Monday , November 18, 2024

With Fast-Growing Fintechs Taking a Toll, Banks Will Soon Claim Less Than 50% of Payments Revenue

Financial institutions have been battling fast-growing fintechs and other nonbanks for payments share and revenue for years, but now new research indicates banks, which have historically controlled this crucial business, are on the cusp of slipping from that dominant perch.

In 2017, U.S. banks’ total payments revenue netted out to $163 billion, with nonbanks claiming revenue of $136 billion, according to the research released recently by Accenture Payments. That already meant nonbanks ranging from the likes of Apple Pay, PayPal, and Square to less well-known players claimed a 45% share of revenue last year.

Martien: For banks, “technology deployment needs to happen faster with more agile adoption and monetization.”

But by 2020, the research projects the nonbank share will rise to $177 billion versus $167 billion for banks, tipping the balance in favor of nonbanks for the first time as they claim a 51% share. The change in nonbanks’ favor will come about over the next two years as banks gain $15 billion in revenue but lose nearly $12 billion to pricing pressure and business lost to what Accenture calls “new players.”

Nonbanks will sustain pricing pressure as well, which will exact a $27 billion toll. But they will reap enough new business—$69 billion worth—to more than offset the leakage to lower pricing, Accenture forecasts.
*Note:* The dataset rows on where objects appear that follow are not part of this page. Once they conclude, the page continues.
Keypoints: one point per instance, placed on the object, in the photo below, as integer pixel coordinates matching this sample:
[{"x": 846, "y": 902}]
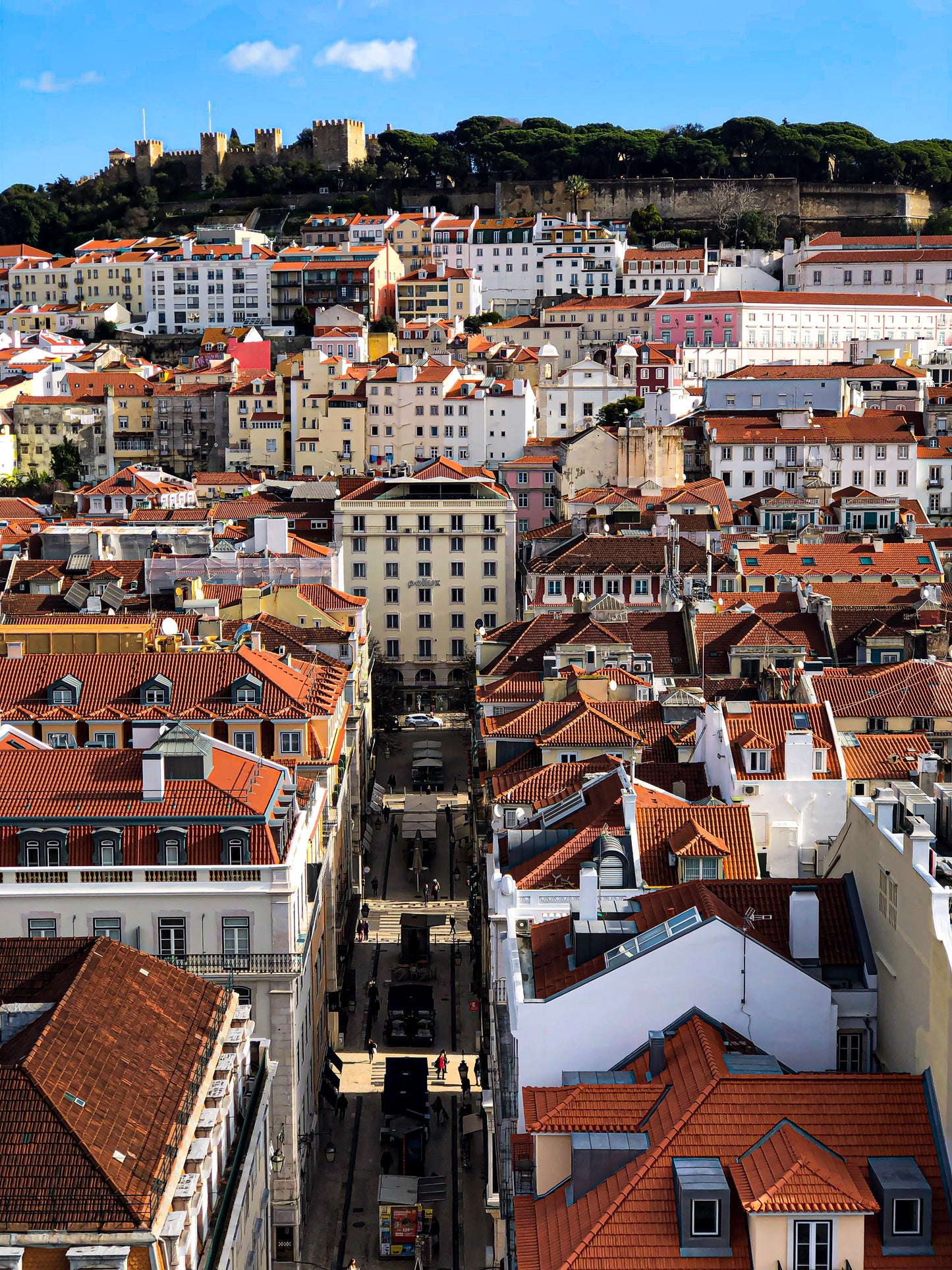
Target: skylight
[{"x": 652, "y": 939}]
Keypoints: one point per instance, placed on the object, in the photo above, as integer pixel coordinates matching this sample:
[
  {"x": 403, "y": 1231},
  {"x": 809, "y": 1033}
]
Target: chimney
[
  {"x": 153, "y": 776},
  {"x": 805, "y": 923},
  {"x": 656, "y": 1054},
  {"x": 588, "y": 893}
]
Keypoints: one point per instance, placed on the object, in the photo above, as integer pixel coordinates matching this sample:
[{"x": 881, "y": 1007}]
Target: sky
[{"x": 78, "y": 75}]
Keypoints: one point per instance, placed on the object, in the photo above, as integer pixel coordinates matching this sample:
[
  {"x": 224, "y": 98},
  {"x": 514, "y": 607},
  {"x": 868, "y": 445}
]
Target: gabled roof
[
  {"x": 96, "y": 1085},
  {"x": 701, "y": 1109},
  {"x": 787, "y": 1171}
]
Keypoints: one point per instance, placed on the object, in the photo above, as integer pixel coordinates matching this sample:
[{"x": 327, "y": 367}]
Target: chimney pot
[{"x": 656, "y": 1053}]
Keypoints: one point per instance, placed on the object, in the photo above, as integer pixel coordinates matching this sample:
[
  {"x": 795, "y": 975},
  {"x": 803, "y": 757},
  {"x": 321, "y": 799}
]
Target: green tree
[
  {"x": 386, "y": 690},
  {"x": 617, "y": 412},
  {"x": 645, "y": 221},
  {"x": 302, "y": 318},
  {"x": 67, "y": 461},
  {"x": 576, "y": 187}
]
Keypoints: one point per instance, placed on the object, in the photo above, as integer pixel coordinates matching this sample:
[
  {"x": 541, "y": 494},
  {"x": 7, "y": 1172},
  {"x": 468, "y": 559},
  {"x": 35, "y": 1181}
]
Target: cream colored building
[
  {"x": 434, "y": 554},
  {"x": 328, "y": 416},
  {"x": 260, "y": 434},
  {"x": 889, "y": 845}
]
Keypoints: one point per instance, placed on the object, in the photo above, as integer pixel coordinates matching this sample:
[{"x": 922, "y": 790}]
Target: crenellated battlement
[{"x": 334, "y": 142}]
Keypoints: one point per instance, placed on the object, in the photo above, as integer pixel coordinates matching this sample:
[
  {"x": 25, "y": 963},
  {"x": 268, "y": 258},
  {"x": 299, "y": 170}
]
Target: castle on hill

“Our analysis indicates that incremental revenues are projected to accrue primarily to nonbanks over the next few years,” says Frank Martien, managing director for payments at Accenture and author of the study, in a blog post about the research. “The beneficiaries include players already in the value chain (those less exposed to customer demands, such as rewards, and with more direct access to key platform levers, like processing) and new forms of fintech, [big technology companies], and other third parties phasing into the market.”

The change, though projected over a mere three years, can still seem gradual enough to lull bankers into a sense of complacency, Martien warns, particularly as many nonbank players are only now emerging as major factors in the market long after their launch. “As evidenced by Apple Pay, it can take years for new, disruptive platforms to scale,” he says in the post. “For those who are unprepared, gradual pricing pressure and value leakage may begin to erode many existing business models.”

Accenture recognizes that at least some major financial institutions have moved to thwart the nonbank challenge, but wonders whether they are doing enough and acting with enough urgency, especially when it comes to new technology.

“Incumbents have already begun moving to protect their revenue base by introducing innovative solutions, such as [the peer-to-peer payments network] Zelle,” says Martien’s post. “Going forward, technology deployment needs to happen faster with more agile adoption and monetization of technologies, such as data analytics, blockchain, and [artificial intelligence]/machine learning.”